As you can see in the video there are times between 0.03-0.9s when processing one frame.
So if we assume we would like to see 60 frames / second for nice gaming experience, so frame changes every 0.0166666666667s.
And the processing times for a frame on the video are bigger than that value.
It’s laggy as it can’t really handle it fully real-time.
So, as a dj point of view, the delay when audios are synced, we will notice if there is a small delay.
To have a good audio result, we need to calculate good amount stemmed audio before streaming it out to the speakers…
But what if we turn the knob for some of the stem parts => we need to recalculate whole preprocessed audio buffer again before streaming it out to the speakers.
So… M1’s & M2’s are getting better as performance point of view. But to do things parallel and try to be real-time makes things much harder as a developer point of view.
Doing calculation in one thread and giving it out to second thread is like boxing the data to a card box and sending with mail to receiver. Receiver will unbox the data and put it out to the speakers.
There will be delays because of the hardware and how operating system share data between cores, threads and related hw.
Every DJ software is doing preprocessing at leased to get the waveform. I did not have any delay when I was trying Serato Stems.
So… that’s my point…
There is no delay as when you preprocess and save the stems to your local drive in serato.
The stems are there like any other mp3… no delay when loading and playing out, no need to do extra processing.
djpro needs to that stuff on the fly in realtime when ever we “push the buttons” to do it. So the quality won’t be the same and there will be longer delays to do that extra realtime isolation than in serato.
Does it work with an ipad……no….end of discussion.

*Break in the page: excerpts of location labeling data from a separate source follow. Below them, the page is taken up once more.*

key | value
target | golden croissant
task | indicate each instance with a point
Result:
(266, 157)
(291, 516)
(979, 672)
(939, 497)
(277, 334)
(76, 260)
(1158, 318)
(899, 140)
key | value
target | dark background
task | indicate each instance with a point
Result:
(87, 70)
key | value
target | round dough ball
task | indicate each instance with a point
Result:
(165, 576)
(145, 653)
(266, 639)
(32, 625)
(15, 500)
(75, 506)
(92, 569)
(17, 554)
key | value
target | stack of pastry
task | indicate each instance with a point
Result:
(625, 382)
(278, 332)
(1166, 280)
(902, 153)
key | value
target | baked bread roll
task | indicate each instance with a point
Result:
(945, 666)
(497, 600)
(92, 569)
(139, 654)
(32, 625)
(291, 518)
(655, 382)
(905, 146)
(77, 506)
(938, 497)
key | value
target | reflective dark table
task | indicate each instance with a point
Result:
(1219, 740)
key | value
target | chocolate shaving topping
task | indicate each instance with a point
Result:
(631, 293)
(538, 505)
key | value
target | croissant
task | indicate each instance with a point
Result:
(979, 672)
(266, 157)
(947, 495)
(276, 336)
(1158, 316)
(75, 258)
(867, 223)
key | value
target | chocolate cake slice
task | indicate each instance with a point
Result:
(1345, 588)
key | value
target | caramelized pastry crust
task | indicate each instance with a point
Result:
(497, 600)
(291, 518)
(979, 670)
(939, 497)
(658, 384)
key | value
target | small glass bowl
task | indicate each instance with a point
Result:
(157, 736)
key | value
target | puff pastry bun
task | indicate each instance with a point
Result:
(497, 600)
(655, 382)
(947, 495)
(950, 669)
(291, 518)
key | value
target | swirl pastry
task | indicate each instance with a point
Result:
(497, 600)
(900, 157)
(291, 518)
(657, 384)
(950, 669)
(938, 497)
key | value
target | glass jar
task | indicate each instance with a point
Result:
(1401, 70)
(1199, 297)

In Serato you can choose to pre-compute the stems by using the “stems crate” or just load a song to a deck and have the stems on-demand computed while loading. The stems analysis done is the same, so there is no quality improvement by pre-computing.
The intention with the stems crate, is to make track loading performance acceptable even on older less capable machines.

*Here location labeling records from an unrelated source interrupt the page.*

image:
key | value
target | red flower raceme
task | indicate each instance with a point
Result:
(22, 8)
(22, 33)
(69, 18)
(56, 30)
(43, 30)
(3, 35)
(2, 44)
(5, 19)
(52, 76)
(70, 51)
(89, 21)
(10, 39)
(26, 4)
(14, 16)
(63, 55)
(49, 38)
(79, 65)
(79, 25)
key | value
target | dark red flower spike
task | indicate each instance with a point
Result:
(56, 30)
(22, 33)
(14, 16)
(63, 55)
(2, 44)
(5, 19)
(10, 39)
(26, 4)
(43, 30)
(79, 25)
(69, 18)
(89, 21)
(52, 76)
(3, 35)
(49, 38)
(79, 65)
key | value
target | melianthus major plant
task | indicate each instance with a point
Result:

The pre-computed stems comes with a heavy disk usage penalty though, whereas the on-demand stems does not. So, you probably would not want to pre-compute for your entire collection.
Do you know if we can access the pre-computed stems to use them in a DAW ?
No, I don’t know in which format they store the stems. But knowing Serato it is sure to be some proprietary format not easily usable in non-Serato software. But it is likely that they will integrate it with their own “Studio” software.